Wie in allen vorigen Werken Chomskys sind auch vorrangig hier zwei Tugenden
hervorzuheben: die Fülle an dargebotener Information und die unanfechtbare
Unbestechlichkeit des Autors in deren Verwertung. Dies macht Chomsky zum
beachtlichsten politischen Autor der Gegenwart. Dem vorliegenden Buch verleiht
es zeitlosen Wert, den es auch braucht, denn schließlich stammen die hierin
zusammengefassten Kapitel aus den Jahren 1994 und 1999. Leider hat sich im Nahen
Osten seitdem so wenig geändert, zumindest nicht zum Besseren, dass dem Leser
diese frühen Erscheinungsjahre gar nicht auffallen.
Wie immer bei Chomsky wird dem Leser die Lektüre mit einer Fülle von neuen
Sichtweisen gelohnt, deren Wichtigste im Folgenden wiedergegeben werden:
1) Die gegenwärtige israelisch-US-amerikanische Politik der Friedensverhinderung
(von Chomsky in erster Linie für US-amerikanische Leser minutiös dargelegt,
an dieser Stelle braucht darauf wohl nicht eingegangen zu werden) schadet in
erster Linie Israel, weil sie
a) eine schwere moralische Belastung für Staat und Gesellschaft darstellt
b) politische Gruppen mit extremistischen Anschauungen fördert, die man
anderswo als faschistisch zu bezeichnen pflegt,
c) à la longue zu einer militärischen Niederlage führen kann, die 1973 nur
knapp abgewendet wurde,
d) für Wirtschaft (Kosten der immerwährenden Aufrüstung!) und Lebensqualität
der Bevölkerung eine immense Belastung darstellt.

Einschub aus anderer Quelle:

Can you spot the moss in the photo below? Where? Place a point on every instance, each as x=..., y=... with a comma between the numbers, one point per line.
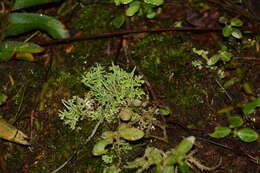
x=94, y=19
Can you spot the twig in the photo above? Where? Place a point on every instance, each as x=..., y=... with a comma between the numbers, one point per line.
x=121, y=33
x=73, y=155
x=225, y=91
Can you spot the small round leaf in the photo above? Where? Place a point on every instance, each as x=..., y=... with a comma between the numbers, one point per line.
x=236, y=33
x=99, y=148
x=227, y=31
x=220, y=132
x=131, y=134
x=235, y=121
x=133, y=8
x=118, y=21
x=236, y=22
x=247, y=135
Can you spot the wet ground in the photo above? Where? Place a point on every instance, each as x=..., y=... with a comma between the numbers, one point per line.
x=195, y=96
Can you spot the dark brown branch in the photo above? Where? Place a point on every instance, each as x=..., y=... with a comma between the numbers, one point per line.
x=121, y=33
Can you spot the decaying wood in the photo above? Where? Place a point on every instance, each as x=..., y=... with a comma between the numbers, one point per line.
x=11, y=133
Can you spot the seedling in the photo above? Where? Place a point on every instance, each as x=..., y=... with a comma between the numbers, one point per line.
x=235, y=122
x=230, y=27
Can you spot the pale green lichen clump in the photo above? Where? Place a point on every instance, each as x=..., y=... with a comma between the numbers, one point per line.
x=108, y=90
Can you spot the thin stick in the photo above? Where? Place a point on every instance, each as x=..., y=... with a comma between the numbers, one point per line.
x=225, y=91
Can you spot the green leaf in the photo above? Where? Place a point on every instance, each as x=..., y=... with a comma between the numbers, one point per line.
x=227, y=31
x=236, y=33
x=151, y=15
x=20, y=4
x=118, y=21
x=235, y=121
x=125, y=1
x=213, y=60
x=131, y=134
x=3, y=98
x=223, y=20
x=185, y=146
x=165, y=111
x=99, y=147
x=24, y=22
x=154, y=2
x=225, y=55
x=133, y=8
x=236, y=22
x=220, y=132
x=247, y=135
x=184, y=168
x=250, y=107
x=9, y=48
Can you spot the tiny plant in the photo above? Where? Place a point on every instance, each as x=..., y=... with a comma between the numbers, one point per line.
x=230, y=28
x=135, y=7
x=235, y=122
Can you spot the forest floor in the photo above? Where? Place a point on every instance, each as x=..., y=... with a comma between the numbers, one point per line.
x=200, y=98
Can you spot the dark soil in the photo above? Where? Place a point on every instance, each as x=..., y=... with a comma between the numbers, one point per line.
x=35, y=89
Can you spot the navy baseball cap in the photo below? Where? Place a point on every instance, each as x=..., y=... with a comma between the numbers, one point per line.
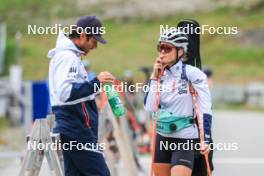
x=92, y=25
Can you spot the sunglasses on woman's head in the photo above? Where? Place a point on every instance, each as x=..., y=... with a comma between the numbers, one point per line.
x=165, y=48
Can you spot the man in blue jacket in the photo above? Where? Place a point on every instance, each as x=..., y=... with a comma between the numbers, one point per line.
x=72, y=99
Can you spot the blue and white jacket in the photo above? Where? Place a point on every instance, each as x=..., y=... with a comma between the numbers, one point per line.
x=72, y=96
x=175, y=97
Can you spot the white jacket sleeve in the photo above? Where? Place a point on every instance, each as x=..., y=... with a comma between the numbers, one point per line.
x=199, y=82
x=150, y=96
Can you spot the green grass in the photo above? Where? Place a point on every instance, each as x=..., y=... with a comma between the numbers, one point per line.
x=132, y=44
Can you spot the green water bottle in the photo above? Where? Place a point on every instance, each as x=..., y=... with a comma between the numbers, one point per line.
x=114, y=100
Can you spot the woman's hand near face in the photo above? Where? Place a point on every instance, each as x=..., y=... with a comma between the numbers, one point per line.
x=157, y=69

In den Worten des Autors: "Israel hat diesen Kurs auf äußeren Druck hin
eingeschlagen, nicht zuletzt durch den Druck seiner Unterstützer, die man wohl
besser als Unterstützer seiner moralischen Degeneration und eventuellen Zerstörung
bezeichnen sollte."
2) Hingegen nützt diese Politik vor allem den USA bzw. deren sattsam bekanntem
industriell militärischen Komplex in vielerlei Hinsicht:
a) Israel bleibt ein treuer Vasallenstaat der USA in dieser Schlüsselregion des
Erdölzeitalters
b) Die USA haben nicht nur einen Dauerabnehmer für Waffen, sondern
c) können entwickelte Waffensysteme umgehend im Ernstfalle ausprobieren
d) Das zu Entgegenkommen verpflichtete Israel verrichtet diverse unangenehme
Arbeiten in Mittel- und Südamerika, z.B. die Bereitstellung von Truppen zur
brutalen Niederschlagung von Aufständen gegen rechte Diktaturen.
3) Nur in Israel, nicht jedoch in den USA gibt es zu dieser Politik des
Wahnsinns kritische Gegenstimmen. Dieser Umstand ist weniger mit dem Einfluss
des jüdischen Bevölkerungsanteiles in den USA als mit den unter 2) skizzierten
wirtschaftlichen und militärischen Interessen erklärbar. An dieser Stelle sei
auch auf das meines Erachtens allerbedeutendste Werk des Autors "media
control" verwiesen.
Natürlich kommen auch Exponenten der jüdischen Gemeinde in den USA nicht gut
weg, dazu ist Chomsky eben viel zu integer. So bekundete etwa Elie Wiesel, uns
Europäern vor Jahrzehnten als Autorität im Kampf gegen Faschismus dargeboten:
"Ich unterstütze Israel - Punkt. Ich identifiziere mich mit Israel -
Punkt. Ich greife Israel niemals an und kritisiere Israel niemals, wenn ich
nicht in Israel bin. ... Was [in den besetzten Gebieten] zu tun ist und wie, weiß
ich nicht, weil mir dazu die notwendigen Kenntnisse und Informationen fehlen ...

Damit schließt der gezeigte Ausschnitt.